Hasu Rajani, Colleen Burns, Brent Symes, ShawnaLee Jessiman, Amber Bell, Monty Nelson, 69 Acceptability of a Virtual Model for Diagnosis for Fetal Alcohol Spectrum Disorder (FASD), Paediatrics & Child Health, Volume 26, Issue Supplement_1, October 2021, Pages e49–e50, https://doi.org/10.1093/pch/pxab061.054
Primary Subject area
A multidisciplinary team is required for diagnosis and recommendations of fetal alcohol spectrum disorder (FASD). The process involves assessments of growth and facial features, a caregiver interview with the physician, assessment of the patient by a psychologist, speech language pathologist and occupational therapist, and a multidisciplinary meeting of the above clinicians, clinic coordinators, school personnel and other support workers. A final meeting is held with the caregiver to debrief on the team findings, diagnosis, and recommendations.
A literature search supported the feasibility of a reliable and accurate assessment of patients that adhere to the recommended Canadian FASD diagnostic guideline. As a result, a “Virtual Model for FASD Diagnosis” was developed.
1. Pilot a project to assess a Virtual Model of FASD Diagnosis; 2. Promote the model, by webinars, to FASD diagnostic teams nationally and internationally; 3. Survey acceptability of the model among webinar attendees.
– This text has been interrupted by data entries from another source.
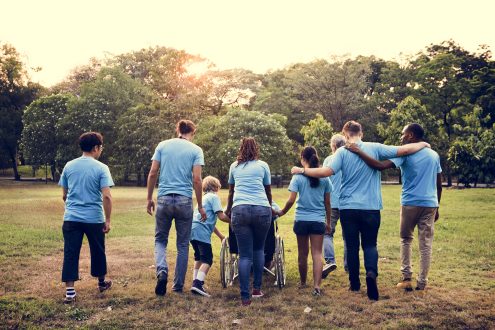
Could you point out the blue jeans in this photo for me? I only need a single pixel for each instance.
(250, 224)
(328, 249)
(172, 207)
(360, 225)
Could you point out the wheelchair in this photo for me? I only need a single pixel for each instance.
(274, 254)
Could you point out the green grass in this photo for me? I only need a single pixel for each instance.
(462, 276)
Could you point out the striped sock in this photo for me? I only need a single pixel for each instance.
(70, 292)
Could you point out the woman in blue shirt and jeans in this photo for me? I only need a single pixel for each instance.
(249, 206)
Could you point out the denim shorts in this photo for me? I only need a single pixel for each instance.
(305, 228)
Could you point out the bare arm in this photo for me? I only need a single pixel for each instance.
(198, 189)
(328, 211)
(411, 148)
(223, 217)
(370, 161)
(107, 207)
(230, 200)
(320, 172)
(288, 205)
(218, 233)
(152, 177)
(439, 193)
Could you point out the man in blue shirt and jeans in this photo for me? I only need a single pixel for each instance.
(360, 201)
(421, 193)
(86, 186)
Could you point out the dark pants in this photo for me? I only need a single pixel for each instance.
(360, 226)
(73, 232)
(250, 224)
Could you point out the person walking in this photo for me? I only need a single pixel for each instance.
(179, 162)
(86, 186)
(249, 207)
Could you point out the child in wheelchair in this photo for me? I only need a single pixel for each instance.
(201, 232)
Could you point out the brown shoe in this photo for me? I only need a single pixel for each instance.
(405, 285)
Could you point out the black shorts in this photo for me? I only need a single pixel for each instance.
(202, 252)
(305, 228)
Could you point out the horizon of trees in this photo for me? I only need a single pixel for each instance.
(136, 98)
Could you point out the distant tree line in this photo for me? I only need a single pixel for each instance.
(135, 99)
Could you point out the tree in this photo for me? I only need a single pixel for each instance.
(317, 133)
(220, 136)
(41, 134)
(16, 92)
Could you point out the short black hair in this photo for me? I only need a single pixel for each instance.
(88, 140)
(417, 130)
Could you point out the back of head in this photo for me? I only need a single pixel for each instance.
(416, 130)
(337, 141)
(88, 140)
(310, 155)
(249, 150)
(184, 127)
(352, 128)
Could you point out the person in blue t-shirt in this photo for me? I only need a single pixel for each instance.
(201, 233)
(360, 201)
(179, 162)
(421, 193)
(88, 206)
(337, 141)
(249, 202)
(313, 216)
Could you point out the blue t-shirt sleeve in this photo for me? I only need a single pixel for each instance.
(386, 152)
(294, 183)
(231, 173)
(199, 158)
(267, 178)
(216, 205)
(335, 163)
(106, 178)
(398, 161)
(328, 185)
(157, 154)
(63, 180)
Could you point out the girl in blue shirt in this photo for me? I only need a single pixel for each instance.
(312, 216)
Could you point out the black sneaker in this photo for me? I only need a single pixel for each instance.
(161, 284)
(371, 286)
(197, 288)
(327, 269)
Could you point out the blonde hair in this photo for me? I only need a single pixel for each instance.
(210, 183)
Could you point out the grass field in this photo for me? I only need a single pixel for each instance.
(461, 292)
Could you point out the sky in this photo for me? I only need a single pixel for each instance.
(259, 35)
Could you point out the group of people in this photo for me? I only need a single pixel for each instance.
(347, 186)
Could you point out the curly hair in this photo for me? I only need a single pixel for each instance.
(249, 150)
A literature search revealed that teams used virtual platforms for some components of FASD diagnostic process, but a complete virtual process does not exist. Virtual assessment of motor skills domain was not completed because, in the project team’s experience, this domain is rarely impaired. The project leaders developed a model and partnered with two diagnostic teams to complete a small pilot project of 6 patients, using Telehealth and Gotomeetings as a virtual platform to accommodate patients. Patients were scheduled as per the waitlist for each team. Support workers were trained to be with the patient and the caregiver to support any technological aspects, present testing materials, complete growth measurements and photographs for the photographic software for facial measurements.
The coordinator scheduled clinician assessments and caregiver interviews; a multidisciplinary team meeting to discuss findings, diagnoses, and recommendations, and a meeting with the caregiver to debrief. A project member analyzed the photographs to measure the sentinel facial features. A survey of the caregivers, clinicians, support workers, and diagnostic team members was conducted to assess the experience, reliability, and feasibility of the virtual model. Webinars of the model were held (one in Alberta, and one for all of Canada, New Zealand, and Australia). A survey of participants’ pre- and post-webinar use of virtual platforms for part or all of the FASD assessment was completed.
The results of the pilot project survey (Table 1) confirmed the feasibility, acceptability, and reliability of the virtual model of assessment. The caregivers confirmed that the process was rigorous and acceptable. 40% of team members indicated they would not have been present for an in-person meeting, indicating that the virtual format enabled attendance. Webinar surveys indicated a significantly increased interest in completing at least some portions of the assessment virtually.
Results indicate that a Virtual Model for FASD diagnosis is feasible, reliable, and acceptable. Increased interest in parts of or the whole project was indicated by teams nationally and internationally. Endorsements increased member attendance for team deliberations when virtual.